Multidimensional conduction-band engineering for maximizing the continuous-wave (CW) wallplug efficiencies of mid-infrared quantum cascade lasers

By tailoring the active-region quantum wells and barriers of 4.5-5.0-μm-emitting quantum cascade lasers (QCLs), the device performances dramatically improve. Deep-well QCLs significantly suppress carrier leakage, as evidenced by high values for the threshold-current characteristic temperature T₀ (253 K) and the slope-efficiency characteristic temperature T ₁ (285 K), but, due to stronger quantum confinement, the global upper-laser-level lifetime τ_4g decreases, resulting in basically the same room-temperature (RT) threshold-current density J_th as conventional QCLs.

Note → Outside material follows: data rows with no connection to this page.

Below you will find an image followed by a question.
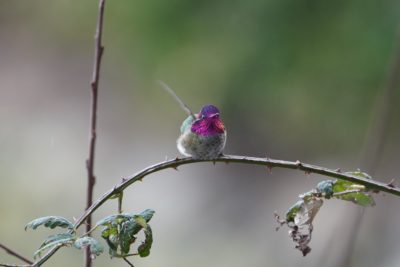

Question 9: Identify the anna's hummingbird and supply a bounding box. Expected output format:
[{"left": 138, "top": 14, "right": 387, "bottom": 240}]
[
  {"left": 159, "top": 81, "right": 226, "bottom": 159},
  {"left": 176, "top": 105, "right": 226, "bottom": 159}
]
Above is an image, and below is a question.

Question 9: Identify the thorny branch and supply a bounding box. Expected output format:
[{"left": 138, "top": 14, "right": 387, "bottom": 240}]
[
  {"left": 0, "top": 243, "right": 33, "bottom": 264},
  {"left": 0, "top": 155, "right": 400, "bottom": 267}
]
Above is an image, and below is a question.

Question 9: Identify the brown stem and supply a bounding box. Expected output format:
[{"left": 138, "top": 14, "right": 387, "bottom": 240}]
[
  {"left": 27, "top": 155, "right": 400, "bottom": 267},
  {"left": 75, "top": 155, "right": 400, "bottom": 228},
  {"left": 0, "top": 243, "right": 33, "bottom": 264},
  {"left": 85, "top": 0, "right": 105, "bottom": 267}
]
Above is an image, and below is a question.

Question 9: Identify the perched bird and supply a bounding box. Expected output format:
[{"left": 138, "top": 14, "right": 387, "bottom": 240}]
[
  {"left": 159, "top": 81, "right": 226, "bottom": 159},
  {"left": 176, "top": 105, "right": 226, "bottom": 159}
]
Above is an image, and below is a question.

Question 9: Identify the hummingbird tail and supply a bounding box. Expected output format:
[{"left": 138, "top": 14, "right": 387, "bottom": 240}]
[{"left": 157, "top": 80, "right": 196, "bottom": 119}]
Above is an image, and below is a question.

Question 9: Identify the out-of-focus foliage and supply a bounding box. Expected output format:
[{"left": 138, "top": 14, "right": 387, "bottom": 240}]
[{"left": 0, "top": 0, "right": 400, "bottom": 267}]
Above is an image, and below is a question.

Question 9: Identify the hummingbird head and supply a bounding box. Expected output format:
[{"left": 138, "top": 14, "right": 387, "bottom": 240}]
[
  {"left": 191, "top": 105, "right": 225, "bottom": 136},
  {"left": 199, "top": 105, "right": 219, "bottom": 118}
]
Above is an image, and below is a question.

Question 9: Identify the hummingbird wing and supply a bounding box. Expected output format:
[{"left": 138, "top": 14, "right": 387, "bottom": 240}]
[{"left": 157, "top": 81, "right": 196, "bottom": 119}]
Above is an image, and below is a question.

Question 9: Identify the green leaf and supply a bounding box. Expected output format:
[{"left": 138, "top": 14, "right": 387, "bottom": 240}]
[
  {"left": 119, "top": 220, "right": 137, "bottom": 256},
  {"left": 333, "top": 178, "right": 375, "bottom": 206},
  {"left": 332, "top": 179, "right": 366, "bottom": 193},
  {"left": 25, "top": 216, "right": 74, "bottom": 231},
  {"left": 133, "top": 215, "right": 147, "bottom": 229},
  {"left": 95, "top": 213, "right": 133, "bottom": 227},
  {"left": 33, "top": 234, "right": 75, "bottom": 258},
  {"left": 40, "top": 233, "right": 74, "bottom": 248},
  {"left": 335, "top": 191, "right": 375, "bottom": 207},
  {"left": 138, "top": 225, "right": 153, "bottom": 257},
  {"left": 285, "top": 200, "right": 304, "bottom": 222},
  {"left": 345, "top": 170, "right": 372, "bottom": 179},
  {"left": 101, "top": 224, "right": 119, "bottom": 257},
  {"left": 139, "top": 209, "right": 155, "bottom": 222},
  {"left": 74, "top": 236, "right": 104, "bottom": 258},
  {"left": 294, "top": 197, "right": 323, "bottom": 226}
]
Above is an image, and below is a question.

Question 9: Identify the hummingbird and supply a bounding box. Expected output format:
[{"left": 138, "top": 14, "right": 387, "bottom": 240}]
[{"left": 159, "top": 81, "right": 226, "bottom": 159}]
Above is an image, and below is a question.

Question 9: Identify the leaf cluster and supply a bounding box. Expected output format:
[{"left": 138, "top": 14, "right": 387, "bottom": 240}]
[
  {"left": 276, "top": 171, "right": 375, "bottom": 256},
  {"left": 25, "top": 209, "right": 154, "bottom": 259}
]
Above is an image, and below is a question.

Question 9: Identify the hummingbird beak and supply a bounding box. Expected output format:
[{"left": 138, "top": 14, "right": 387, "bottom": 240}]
[{"left": 210, "top": 113, "right": 219, "bottom": 118}]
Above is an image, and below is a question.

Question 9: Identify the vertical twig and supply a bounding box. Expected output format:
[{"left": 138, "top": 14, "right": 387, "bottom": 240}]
[
  {"left": 85, "top": 0, "right": 105, "bottom": 267},
  {"left": 0, "top": 243, "right": 33, "bottom": 265},
  {"left": 336, "top": 27, "right": 400, "bottom": 266}
]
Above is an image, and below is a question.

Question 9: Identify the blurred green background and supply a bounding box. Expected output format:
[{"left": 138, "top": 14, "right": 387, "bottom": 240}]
[{"left": 0, "top": 0, "right": 400, "bottom": 267}]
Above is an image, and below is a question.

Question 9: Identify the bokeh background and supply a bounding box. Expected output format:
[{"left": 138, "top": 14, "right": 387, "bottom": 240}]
[{"left": 0, "top": 0, "right": 400, "bottom": 267}]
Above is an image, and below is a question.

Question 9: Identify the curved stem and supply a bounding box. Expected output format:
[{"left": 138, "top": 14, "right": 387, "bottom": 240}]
[
  {"left": 28, "top": 155, "right": 400, "bottom": 267},
  {"left": 85, "top": 0, "right": 105, "bottom": 267},
  {"left": 75, "top": 155, "right": 400, "bottom": 229},
  {"left": 0, "top": 243, "right": 32, "bottom": 266}
]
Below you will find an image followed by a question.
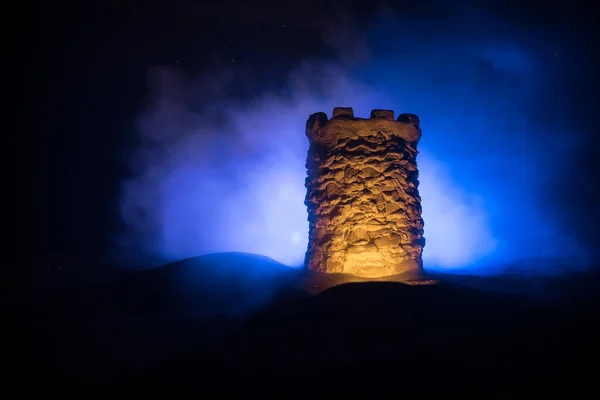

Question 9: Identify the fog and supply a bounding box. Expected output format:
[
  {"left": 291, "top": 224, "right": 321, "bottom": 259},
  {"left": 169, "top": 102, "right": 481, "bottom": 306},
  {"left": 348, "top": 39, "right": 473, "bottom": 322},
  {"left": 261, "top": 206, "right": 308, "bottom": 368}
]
[{"left": 118, "top": 4, "right": 584, "bottom": 274}]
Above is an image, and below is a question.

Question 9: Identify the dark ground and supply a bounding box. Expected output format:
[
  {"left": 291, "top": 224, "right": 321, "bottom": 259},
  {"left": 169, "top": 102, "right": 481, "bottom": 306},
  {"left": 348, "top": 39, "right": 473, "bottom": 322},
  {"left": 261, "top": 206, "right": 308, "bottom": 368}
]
[{"left": 25, "top": 253, "right": 599, "bottom": 394}]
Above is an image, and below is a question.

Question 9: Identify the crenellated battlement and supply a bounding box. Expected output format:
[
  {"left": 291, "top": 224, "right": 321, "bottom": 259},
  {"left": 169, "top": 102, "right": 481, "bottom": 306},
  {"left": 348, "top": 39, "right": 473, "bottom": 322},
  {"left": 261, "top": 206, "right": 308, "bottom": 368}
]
[{"left": 306, "top": 107, "right": 421, "bottom": 146}]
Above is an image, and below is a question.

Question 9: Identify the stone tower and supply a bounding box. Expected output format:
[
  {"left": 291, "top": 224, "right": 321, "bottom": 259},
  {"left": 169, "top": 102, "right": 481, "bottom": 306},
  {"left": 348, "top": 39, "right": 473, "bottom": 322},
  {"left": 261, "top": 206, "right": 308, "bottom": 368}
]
[{"left": 305, "top": 107, "right": 425, "bottom": 278}]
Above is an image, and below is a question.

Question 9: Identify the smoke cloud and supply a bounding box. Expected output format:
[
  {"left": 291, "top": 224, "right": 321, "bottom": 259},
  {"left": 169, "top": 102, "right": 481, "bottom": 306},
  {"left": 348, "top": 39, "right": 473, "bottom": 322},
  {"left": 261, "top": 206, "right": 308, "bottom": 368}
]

Tapered active-region (TA) QCLs, devices for which the active-region barrier heights increase in energy from the injection to the exit barriers, lead to recovery of the _τ4g value while further suppressing carrier leakage. As a result, experimental RT J_th values from moderate-taper TA 4.8-μm emitting QCLs are ∼14% less than for conventional QCLs and T₁ reaches values as high as 797 K. A step-taper TA (STA) QCL design provides both complete carrier-leakage suppression and an increase in the τ_4g value, due to Stark-effect reduction and strong asymmetry. Then, the RT J_th value decreases by at least 25% compared to conventional QCLs of same geometry. In turn, single-facet, RT pulsed and continuous-wave maximum wallplug-efficiency values of 29% and 27% are projected for 4.6-4.8-μm-emitting QCLs.